7 comments for “Floating Through a Billion Years of Mormon History

  1. Mormons and the Grand Canyon? Add the legendary Seth Tanner, or “Hastiin Shush,” to the list. His name is connected to a variety of landforms in the area, and you can still see his copper mines in the canyon.

  2. I have been through the canyon 4 times, three of those as a swamper for my brother (an experienced boatman with 200+ trips) and loved every minute of every trip. There is nothing like descending through the different layers of rock to really make one’s time on earth feel insignificant!

    Apart from the ferry (which was a vital part of the Honeymoon Trail) most of the Mormon attention in the area was focused on the Kaibab and the Arizona Strip. Back in the day the climate was much wetter than at present and the Church and others ran big cattle and sheep operations all over the area. Overgrazing and a climate shift drove the big operations out by 1930 or so.

    By the way, did your trip end at the Bar 10 ranch in Whitmore Canyon? If so, you may have met some of my mother’s family.

  3. What level of difficulty is this river? Have not been down the grand canyon (just seen it from the top on the north side). Have been down the Zambizi which is a level 5, with the geological history but not the mormon bit.
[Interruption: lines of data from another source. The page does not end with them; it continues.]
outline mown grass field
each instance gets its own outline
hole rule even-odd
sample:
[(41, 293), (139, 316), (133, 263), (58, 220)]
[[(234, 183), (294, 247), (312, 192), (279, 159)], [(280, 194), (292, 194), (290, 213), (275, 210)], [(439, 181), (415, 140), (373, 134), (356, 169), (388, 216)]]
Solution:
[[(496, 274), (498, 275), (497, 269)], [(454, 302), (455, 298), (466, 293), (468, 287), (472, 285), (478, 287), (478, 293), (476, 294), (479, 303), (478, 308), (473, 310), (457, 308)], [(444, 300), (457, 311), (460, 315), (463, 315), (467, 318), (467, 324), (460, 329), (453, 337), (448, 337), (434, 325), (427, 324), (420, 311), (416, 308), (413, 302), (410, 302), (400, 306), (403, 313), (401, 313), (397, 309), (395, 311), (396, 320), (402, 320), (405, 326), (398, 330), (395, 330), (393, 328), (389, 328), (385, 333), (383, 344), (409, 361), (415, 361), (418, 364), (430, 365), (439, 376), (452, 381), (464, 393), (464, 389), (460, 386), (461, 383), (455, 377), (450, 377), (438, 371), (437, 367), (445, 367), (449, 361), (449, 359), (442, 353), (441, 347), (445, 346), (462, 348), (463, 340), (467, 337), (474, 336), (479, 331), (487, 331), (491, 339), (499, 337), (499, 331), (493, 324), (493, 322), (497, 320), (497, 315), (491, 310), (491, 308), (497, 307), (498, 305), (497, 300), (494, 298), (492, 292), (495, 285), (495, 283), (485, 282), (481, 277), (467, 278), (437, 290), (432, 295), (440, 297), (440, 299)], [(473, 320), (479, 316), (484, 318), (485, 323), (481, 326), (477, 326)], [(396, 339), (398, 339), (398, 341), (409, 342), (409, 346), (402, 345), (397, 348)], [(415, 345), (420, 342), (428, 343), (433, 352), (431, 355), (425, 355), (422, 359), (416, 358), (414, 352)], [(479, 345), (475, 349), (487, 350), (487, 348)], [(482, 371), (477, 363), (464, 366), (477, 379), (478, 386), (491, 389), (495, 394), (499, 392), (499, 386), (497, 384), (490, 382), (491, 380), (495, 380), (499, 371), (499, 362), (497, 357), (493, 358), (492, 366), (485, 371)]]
  4. John, yes we coptered out at Whitmore Wash to the airstrip at Bar 10, then flew back to the put-in point at Marble Canyon. That’s where our car was parked. Those who flew in rather than driving in went to Las Vegas or St. George. The ranch is quite an operation.

    Geoff, the Grand Canyon has its own rating scale for rapids, but I am told the big ones are as big as anything in North America. Our rafts were pretty big, which makes big rapids more doable. In a small raft it is a wilder ride with a greater chance of flipping so they follow easier lines.

  5. As far as difficulty goes (which is different than the size of waves, although wave size is a factor) this website classifies it as a IV or V (out of VI). http://www.westernriver.com/riverscale/

    That doesn’t mean it has bigger rapids than, say, the popular Snake River rapids (Lunch Counter, etc., which is rated III). It just means it’s more difficult to run (and therefore more dangerous). Of course, the time of year you run it is going to make a big difference on the difficulty and size of waves. For most rivers out west, spring and early summer are when you’ll see more water running through, and often bigger waves. Late summer and the waves (typically) aren’t nearly as big. And yes, raft size also makes a huge impact on how exciting it is.

  6. Never realized there were significant Mormon connections to the Grand Canyon. This is great stuff.

  7. A good book for youth on Powell in the canyon, including the Mormon connections mentioned above, is The Wild Colorado: The True Adventures of Fred Dellenbaugh, Age 17, on the Second Powell Expedition into the Grand Canyon. My son at 11 got a lot out of it, and my description of the book can be found here. Not much geology, but there are sketches and photos from the expedition. One sentence from it that I loved: “The least seaworthy of the boats, the Nellie Powell, would be left behind at Lonely Dell for Lee to use as a ferry.”